Overall, this unsupervised word segmentation method essentially summarizes our character usage habits and extracts common character usage patterns. Therefore, it has very good recognition effects for many long words, especially fixed idioms. At the same time, some frequent character combinations, such as the aforementioned "让我们" (let us), are also treated as single words. We might think this is unreasonable, but thinking about it another way: since we say "让我们" so frequently, why not treat "让我们" as a single "word"?

In other words, word segmentation is essentially about pre-extracting fixed linguistic patterns. These patterns are not necessarily "words" as we traditionally define them; they could also be habitual expressions. Of course, there is a trade-off: if the granularity of segmentation is too fine, the number of words in the vocabulary won't be too large, but the length of a single sentence will increase; if the granularity is too coarse, the number of words in the vocabulary might explode, but the benefit is that sentence length decreases. The segmentation method provided in this article allows for the adjustment of granularity by modifying transition probabilities to adapt to different tasks.
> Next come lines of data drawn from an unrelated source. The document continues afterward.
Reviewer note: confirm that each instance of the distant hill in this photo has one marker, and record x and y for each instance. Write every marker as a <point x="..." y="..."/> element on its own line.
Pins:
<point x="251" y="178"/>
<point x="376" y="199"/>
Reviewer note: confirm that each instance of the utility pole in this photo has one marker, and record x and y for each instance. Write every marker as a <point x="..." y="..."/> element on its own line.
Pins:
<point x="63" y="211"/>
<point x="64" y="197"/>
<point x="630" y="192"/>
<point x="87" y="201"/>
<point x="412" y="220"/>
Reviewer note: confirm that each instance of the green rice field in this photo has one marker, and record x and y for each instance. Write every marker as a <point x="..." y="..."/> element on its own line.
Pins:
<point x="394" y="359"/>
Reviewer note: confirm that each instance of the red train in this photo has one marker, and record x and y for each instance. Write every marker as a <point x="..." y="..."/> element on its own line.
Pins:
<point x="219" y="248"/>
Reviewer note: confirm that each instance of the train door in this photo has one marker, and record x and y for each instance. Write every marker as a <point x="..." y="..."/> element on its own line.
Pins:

Also, as mentioned before, the effectiveness of the segmentation depends on the quality of the language model. This means we only need to focus on optimizing the language model, which can be trained unsupervised—a clear advantage. For example, if we hope to achieve a segmentation model with semantic understanding capabilities, we can train the language model using methods like neural networks. If we prioritize speed, traditional statistical methods work well (using kenlm to obtain a language model from 500,000 texts took less than 10 minutes). In short, it provides the maximum degree of freedom.